Schon stehen wir vor dem Portal des Hauptgebäudes. Ich blicke zu dem Fenster empor, hinter dem Alma gefangen sitzt. Weshalb reißt er den Fensterflügel nicht auf? Weshalb hat er nicht schon längst um Hilfe gerufen? Eine hämische, eine tückische Stimme in mir will das so deuten, als hätte er sich »durch das Blut Christi und die Gnade Gottes«, die ich sonst immer bezweifelt habe, dennoch gerettet, durch verschlossene Türen hindurch. Aber die andere Stimme, die lebensmutige, sagt mir, daß mir die Probe nicht erspart wird, daß unser armer Alma eingeschlafen ist, von der Hitze betäubt, daß er in Ohnmacht auf seiner Bank liegen muß und daß, wenn wir nicht kommen, seine Augenblicke gezählt sind. Denn schon rieselt zu unsern Füßen schwerer Rauch umher. Was soll nun bei mir entscheiden? Ich weiß, was sein muß, aber ich kann es nicht! Aus der Ferne kommt das Glockensignal der Feuerwehr der Nachbarstadt. Die Glocke auf ihrem Wagen ähnelt im Klang der Schelle der Milchhändler, die mich als schlafendes Kind auf dem halbmondförmigen Sofa geweckt und von dem Nachtschrecken befreit hat. Ist ja nur ein Traum, sage ich mir. Keine Angst! Ein Traum mehr zu den andern, und von jetzt an, nach diesem letzten Schritt, den Träumen abgesagt! Los! Vorwärts, beherrsche dich! Hast du keinen Funken Courage? Immer schwerer wird die Wolke um uns, sie reicht schon an die Schultern, und immer giftiger wird ihr Hauch. »Es muß sein«, sage ich laut. »Los!« Die Feigheit ist gefährlicher als der Mut. Aber nun flüstert das andere, klügere, erbärmlichere Ich: Sind denn keine andern hier? Du mußt dich den Deinen erhalten! Dein Vater stirbt, wenn du zugrunde gehst. Sollen zwei Menschen sterben? Ist denn eine Rettung überhaupt logisch möglich? Entweder ist Alma schon erstickt, oder er hat sich gerettet. Ruhig im dunklen Zimmer sitzend wird er nicht sein Ende herangewartet haben. Dann wieder: Es muß sein!! Denn wer sonst soll es sein, der es wagt? Aber ich zittere, ich bin wie nasses Werg. Meine Lippen formen gegen meinen Willen oder nur mit dem Willen des einen Ich das Wort: »Entschuldigung!« Ratlos wanke ich, während meinen Körper eisiger Schweiß umhüllt, zitternd in der sausenden Flammenglut. Der Wind ist heute stürmischer denn je. Ich zittere, denn ich habe Angst. Angst beschreibt man nicht, Furcht wie diese erlebt man nur.

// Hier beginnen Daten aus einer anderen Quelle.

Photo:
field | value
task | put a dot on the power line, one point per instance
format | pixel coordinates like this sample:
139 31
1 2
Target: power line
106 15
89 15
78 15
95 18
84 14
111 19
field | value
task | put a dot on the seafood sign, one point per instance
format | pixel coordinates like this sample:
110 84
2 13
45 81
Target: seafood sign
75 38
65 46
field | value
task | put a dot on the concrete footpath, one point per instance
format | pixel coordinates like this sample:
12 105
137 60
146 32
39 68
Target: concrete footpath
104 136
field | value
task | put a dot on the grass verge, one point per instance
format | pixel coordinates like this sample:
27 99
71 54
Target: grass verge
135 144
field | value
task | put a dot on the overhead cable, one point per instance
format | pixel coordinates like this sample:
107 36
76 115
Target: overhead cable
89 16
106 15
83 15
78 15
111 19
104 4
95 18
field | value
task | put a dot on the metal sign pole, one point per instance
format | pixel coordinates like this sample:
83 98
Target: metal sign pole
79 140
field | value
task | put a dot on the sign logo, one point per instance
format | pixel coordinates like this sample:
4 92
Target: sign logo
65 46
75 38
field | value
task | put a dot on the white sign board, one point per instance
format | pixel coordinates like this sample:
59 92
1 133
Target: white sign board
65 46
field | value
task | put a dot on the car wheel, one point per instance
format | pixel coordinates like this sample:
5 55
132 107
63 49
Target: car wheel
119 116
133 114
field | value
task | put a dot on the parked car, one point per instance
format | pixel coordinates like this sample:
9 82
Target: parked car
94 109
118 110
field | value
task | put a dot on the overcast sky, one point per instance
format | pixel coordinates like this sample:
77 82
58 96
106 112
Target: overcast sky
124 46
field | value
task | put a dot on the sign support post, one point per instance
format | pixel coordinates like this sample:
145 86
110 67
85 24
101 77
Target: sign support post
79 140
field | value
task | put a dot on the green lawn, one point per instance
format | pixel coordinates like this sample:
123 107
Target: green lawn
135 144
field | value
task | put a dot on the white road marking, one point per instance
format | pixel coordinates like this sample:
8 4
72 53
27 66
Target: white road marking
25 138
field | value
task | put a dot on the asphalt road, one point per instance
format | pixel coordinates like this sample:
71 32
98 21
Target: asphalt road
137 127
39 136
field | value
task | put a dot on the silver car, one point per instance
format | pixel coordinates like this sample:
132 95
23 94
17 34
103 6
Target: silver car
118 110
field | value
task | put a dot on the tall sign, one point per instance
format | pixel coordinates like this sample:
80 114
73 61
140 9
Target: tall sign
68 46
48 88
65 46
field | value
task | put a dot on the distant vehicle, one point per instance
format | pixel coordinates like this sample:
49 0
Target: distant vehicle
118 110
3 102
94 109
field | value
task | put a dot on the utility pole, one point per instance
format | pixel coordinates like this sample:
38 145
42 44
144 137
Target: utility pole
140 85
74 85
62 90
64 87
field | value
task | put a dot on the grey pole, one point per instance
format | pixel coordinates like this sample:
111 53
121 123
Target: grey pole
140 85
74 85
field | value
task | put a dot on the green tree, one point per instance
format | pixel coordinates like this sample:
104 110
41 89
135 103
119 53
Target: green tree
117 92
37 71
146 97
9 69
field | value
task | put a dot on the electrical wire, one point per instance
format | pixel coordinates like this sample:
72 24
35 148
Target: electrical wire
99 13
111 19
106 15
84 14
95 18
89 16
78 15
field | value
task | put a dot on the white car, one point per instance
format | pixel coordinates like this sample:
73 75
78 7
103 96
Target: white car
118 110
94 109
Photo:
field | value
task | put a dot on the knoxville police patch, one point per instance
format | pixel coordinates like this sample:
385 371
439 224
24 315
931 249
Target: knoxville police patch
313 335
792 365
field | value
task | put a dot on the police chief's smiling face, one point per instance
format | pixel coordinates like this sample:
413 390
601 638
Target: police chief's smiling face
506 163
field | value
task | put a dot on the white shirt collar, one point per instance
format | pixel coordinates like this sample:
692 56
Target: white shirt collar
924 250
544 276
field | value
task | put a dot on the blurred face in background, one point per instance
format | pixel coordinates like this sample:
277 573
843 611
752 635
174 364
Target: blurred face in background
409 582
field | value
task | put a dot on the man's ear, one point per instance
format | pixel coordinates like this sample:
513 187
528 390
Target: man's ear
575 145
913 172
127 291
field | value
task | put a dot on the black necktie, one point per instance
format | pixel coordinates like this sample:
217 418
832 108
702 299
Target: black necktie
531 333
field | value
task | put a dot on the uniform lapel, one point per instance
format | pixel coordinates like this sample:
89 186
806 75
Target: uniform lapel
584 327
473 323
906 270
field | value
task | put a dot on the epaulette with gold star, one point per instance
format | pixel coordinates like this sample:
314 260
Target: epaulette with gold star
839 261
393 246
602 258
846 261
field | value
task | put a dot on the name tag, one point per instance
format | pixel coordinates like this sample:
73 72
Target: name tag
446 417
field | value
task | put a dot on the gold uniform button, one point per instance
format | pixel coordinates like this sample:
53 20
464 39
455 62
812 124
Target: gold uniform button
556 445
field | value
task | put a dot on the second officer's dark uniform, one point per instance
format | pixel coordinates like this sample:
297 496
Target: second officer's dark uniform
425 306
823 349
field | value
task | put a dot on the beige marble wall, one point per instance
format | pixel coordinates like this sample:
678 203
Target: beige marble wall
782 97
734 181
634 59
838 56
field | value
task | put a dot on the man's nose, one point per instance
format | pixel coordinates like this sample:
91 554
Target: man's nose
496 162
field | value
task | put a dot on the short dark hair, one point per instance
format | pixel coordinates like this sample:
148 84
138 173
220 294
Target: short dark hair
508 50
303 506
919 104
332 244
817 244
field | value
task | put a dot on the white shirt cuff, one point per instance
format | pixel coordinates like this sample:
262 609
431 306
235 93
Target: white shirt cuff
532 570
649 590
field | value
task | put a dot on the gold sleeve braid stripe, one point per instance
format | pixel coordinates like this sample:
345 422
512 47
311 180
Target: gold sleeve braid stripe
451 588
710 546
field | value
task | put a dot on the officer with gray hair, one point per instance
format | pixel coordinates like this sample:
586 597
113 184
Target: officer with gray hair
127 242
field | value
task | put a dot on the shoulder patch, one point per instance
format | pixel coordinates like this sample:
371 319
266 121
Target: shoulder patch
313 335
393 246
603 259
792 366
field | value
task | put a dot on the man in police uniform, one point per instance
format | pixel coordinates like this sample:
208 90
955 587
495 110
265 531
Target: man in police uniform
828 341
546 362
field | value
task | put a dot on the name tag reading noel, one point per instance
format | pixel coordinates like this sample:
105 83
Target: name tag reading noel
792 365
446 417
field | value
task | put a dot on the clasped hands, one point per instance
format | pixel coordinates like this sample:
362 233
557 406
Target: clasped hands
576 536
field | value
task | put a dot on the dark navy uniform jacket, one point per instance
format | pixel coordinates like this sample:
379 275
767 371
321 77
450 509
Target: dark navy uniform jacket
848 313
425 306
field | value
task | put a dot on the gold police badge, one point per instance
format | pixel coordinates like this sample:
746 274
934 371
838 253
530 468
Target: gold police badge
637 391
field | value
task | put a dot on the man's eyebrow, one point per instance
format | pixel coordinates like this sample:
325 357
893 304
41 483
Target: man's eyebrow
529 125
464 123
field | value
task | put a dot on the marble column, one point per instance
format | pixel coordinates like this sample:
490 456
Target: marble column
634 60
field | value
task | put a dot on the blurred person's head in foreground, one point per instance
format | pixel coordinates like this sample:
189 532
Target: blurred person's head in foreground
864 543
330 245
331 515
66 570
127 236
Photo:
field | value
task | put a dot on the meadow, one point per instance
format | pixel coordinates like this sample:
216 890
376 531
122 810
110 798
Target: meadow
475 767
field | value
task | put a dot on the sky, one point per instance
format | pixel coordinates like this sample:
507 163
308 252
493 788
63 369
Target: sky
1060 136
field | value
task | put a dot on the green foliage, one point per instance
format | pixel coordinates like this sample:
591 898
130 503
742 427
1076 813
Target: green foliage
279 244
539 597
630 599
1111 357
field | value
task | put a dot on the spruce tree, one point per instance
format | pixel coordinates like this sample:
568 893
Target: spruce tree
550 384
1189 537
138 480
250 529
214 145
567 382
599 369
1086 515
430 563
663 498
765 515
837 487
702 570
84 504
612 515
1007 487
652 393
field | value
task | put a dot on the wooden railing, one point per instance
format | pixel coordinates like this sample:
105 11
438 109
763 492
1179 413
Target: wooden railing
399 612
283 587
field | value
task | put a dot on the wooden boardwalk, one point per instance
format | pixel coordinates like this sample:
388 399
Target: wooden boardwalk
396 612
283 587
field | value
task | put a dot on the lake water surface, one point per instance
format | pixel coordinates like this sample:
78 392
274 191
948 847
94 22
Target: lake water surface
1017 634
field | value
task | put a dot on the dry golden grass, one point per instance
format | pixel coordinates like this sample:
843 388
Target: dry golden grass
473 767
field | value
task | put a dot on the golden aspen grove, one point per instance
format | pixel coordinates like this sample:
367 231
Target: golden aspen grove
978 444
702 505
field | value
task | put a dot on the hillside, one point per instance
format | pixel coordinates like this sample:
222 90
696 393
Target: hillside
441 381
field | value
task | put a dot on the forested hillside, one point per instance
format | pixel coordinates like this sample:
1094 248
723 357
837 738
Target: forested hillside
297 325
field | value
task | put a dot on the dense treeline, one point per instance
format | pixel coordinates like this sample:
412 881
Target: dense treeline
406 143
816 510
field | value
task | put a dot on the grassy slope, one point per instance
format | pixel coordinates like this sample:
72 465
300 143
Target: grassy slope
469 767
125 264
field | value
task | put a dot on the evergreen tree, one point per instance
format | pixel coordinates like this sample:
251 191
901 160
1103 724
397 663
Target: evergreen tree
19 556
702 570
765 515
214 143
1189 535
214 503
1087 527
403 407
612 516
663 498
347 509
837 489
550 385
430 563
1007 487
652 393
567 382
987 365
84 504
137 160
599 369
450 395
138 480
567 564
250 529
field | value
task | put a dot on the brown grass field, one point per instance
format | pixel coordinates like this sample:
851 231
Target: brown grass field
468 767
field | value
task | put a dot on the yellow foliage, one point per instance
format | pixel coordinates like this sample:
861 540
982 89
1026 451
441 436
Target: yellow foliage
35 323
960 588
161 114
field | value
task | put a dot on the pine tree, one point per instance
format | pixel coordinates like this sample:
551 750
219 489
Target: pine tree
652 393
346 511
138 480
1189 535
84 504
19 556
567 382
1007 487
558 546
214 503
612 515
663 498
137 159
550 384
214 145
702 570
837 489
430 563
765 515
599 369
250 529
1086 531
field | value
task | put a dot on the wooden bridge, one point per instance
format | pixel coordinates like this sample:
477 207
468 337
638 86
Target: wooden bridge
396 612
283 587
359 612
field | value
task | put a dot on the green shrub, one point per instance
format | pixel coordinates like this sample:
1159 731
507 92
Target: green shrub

Nun stehen wir alle, von Aschestäubchen heiß überrieselt, mit den schützenden Händen über den Augen, im Hofe. Totenstille mitten im Sausen des Brandes. Selbst die Glocken der Feuerwehr sind verstummt…
Ich wende mich zu dem Herzog. Ich halte den Schlüssel in der Hand. Auf dessen blanker, eisengrauer Oberfläche schimmert das erste düstere Gold des Brandes. Ich spreche nichts. Auch der Herzog schweigt, und sein Schweigen ist der Beweis, daß auch er nicht Mut genug hat. Aber ich? Das unwillkürliche Zittern meines Körpers, das Senken meines Kopfes, von dem die Kappe herabgefallen ist, sagt dies nicht alles? Schneller als wir beide, der Herzog und ich, hat sich der Prinz entschlossen. Er reißt mir den Schlüssel aus der Hand. Er spuckt wiederholt in sein Taschentuch, er hält es wie eine Maske vor sein weißes fettes Gesicht. Er drückt seine marmeladefarbigen kleinen Augen etwas zusammen und fliegt so schnell die Treppe empor, daß es aussieht, als wehe ihn der Wind, einem Stückchen hechtgrauen Papieres gleich, über die Stufen.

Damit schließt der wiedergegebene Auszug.